Publié le par Sur la route de soi

              Et la grenouille ???

 

        A notre arrivée à Delhi, j'expose le problème de Grenouille qui a les pattes arrière trop basses et ses problèmes de chaussons à notre hôte. Pour des chaussons tout neufs, il y a Khan market à 10 minutes en voiture de la maison. En ce qui concerne le réhaussage de l'arrière, le chauffeur téléphone au garagiste de la famille qui vient voir la voiture une demi-heure après le coup de fil ! Je suis bien content de le voir arriver car je ne m'y attendais pas !

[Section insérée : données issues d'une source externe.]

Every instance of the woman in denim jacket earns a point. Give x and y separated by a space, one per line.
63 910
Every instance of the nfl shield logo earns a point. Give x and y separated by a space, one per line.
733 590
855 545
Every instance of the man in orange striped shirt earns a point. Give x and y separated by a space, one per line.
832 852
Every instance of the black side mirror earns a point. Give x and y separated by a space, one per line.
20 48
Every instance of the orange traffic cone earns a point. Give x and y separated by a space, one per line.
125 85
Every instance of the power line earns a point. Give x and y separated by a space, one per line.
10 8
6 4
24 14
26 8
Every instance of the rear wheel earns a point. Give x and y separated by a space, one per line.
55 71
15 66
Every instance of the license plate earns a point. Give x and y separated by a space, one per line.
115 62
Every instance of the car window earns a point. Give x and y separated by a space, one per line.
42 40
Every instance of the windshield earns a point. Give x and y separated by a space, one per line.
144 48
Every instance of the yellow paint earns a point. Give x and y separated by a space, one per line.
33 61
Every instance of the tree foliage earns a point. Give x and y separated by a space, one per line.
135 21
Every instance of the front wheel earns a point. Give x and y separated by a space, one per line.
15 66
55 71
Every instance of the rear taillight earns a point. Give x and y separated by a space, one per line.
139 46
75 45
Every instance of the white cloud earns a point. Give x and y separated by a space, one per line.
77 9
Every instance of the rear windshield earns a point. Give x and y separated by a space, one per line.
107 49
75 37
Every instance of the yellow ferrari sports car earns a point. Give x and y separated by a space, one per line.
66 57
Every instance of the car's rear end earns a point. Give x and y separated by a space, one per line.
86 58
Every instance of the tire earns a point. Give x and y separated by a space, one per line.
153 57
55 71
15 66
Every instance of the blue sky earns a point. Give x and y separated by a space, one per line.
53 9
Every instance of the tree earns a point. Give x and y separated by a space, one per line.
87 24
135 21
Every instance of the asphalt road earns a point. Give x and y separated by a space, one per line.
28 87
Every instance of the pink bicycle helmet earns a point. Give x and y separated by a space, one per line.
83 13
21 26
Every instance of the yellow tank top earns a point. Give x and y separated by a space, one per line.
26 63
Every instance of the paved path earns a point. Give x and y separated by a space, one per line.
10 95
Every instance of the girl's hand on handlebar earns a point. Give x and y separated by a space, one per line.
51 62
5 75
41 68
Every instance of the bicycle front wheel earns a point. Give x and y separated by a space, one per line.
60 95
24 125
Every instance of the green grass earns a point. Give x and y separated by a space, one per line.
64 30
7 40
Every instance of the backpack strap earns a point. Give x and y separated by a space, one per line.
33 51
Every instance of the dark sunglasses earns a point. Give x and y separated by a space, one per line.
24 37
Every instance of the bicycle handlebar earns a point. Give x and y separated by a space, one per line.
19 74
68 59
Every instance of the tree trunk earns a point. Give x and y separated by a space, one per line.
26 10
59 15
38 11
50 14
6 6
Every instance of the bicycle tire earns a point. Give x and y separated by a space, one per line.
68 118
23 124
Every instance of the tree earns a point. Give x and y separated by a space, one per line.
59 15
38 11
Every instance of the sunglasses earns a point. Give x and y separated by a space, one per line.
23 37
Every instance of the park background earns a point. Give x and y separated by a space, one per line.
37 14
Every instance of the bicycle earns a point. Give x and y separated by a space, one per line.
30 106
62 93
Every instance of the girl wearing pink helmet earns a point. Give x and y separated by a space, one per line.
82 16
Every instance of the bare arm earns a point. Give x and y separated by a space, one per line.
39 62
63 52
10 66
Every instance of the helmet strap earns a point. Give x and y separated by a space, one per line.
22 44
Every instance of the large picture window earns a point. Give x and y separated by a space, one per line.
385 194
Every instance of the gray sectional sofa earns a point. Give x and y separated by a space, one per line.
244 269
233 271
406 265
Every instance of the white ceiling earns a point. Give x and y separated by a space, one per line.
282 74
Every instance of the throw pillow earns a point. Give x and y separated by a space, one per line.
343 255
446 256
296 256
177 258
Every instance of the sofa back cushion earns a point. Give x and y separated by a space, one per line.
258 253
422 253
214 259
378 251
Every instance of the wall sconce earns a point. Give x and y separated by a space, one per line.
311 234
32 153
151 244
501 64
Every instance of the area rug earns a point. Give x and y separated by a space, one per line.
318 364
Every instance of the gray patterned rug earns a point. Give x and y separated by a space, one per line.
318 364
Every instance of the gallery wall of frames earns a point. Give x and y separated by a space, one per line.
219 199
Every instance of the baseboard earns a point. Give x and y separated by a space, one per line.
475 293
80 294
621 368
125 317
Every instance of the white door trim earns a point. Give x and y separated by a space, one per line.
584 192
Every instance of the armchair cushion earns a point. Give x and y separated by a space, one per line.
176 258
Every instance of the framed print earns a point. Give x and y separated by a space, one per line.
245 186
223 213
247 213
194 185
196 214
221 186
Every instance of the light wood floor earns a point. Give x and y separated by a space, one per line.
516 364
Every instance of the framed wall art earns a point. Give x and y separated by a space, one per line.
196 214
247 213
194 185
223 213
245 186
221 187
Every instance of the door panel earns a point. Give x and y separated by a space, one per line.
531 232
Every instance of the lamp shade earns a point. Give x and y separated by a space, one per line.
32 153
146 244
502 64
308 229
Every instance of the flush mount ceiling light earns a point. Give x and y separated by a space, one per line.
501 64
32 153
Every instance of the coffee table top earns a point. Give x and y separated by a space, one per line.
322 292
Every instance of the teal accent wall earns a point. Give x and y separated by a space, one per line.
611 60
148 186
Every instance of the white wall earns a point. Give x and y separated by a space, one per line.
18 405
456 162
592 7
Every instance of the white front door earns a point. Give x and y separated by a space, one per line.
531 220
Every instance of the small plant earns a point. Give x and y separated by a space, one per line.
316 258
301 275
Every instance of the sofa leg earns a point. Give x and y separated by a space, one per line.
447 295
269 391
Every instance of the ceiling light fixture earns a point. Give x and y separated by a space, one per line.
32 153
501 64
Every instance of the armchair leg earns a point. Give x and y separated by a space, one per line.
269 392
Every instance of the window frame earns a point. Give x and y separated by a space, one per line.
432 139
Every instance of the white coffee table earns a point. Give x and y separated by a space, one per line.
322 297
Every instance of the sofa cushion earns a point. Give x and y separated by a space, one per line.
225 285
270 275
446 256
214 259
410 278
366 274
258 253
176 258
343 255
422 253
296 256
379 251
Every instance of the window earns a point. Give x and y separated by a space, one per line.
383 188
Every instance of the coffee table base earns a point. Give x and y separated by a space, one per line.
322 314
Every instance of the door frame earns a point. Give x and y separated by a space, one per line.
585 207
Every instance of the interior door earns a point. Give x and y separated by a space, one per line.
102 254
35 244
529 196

        Il regarde, réfléchit et finit par m'informer avec un grand sourire que c'est possible et que ça ne me coûtera que 3000 Rps. Je l'informe tout de même que j'ai moi même essayé il y a 10 mois pendant quelques jours et que je n'ai pas réussi et qu'il faut avoir une PRESSE pour réussir à extraire les barres de torsion et ainsi surélever la voiture. Pas de problème, il me dit avoir une presse et pouvoir faire le travail en une journée. Quand ? Dans une semaine ! Allez, la famille nous vante les mains en or de son mécano donc j'accepte même si, je ne sais pas pourquoi, je suis un peu rétissant.

 

       Opération rétros

 

        Le lendemain, on part à la recherche de nouveaux chaussons (pneus neufs) pour Grenouille, elle le mérite bien et étant donné qu'en ce moment, avec la mousson, il vaut mieux avoir une bonne tenue de route. Direction Khan market donc, ce centre commercial où tout le monde vient faire ses achats dans des magasins de marques tels Levis, Celio etc ... On finit enfin par trouver le coin des voitures. C'est situé dans un genre de lotissement à l'indienne avec de petits immeubles, le tout bien dégueulasse et avec des garages au rez-de-chaussée. Ici pas de pneus pour nous ! On change d'endroit mais c'est encore un échec ! On finit par nous expliquer que la taille de mes pneus est introuvable en Inde car aucune voiture indienne ne chausse comme Grenouille ! Décidément, il n'y a pas que moi qui ait du mal à me trouver des pompes !!! hihihi ...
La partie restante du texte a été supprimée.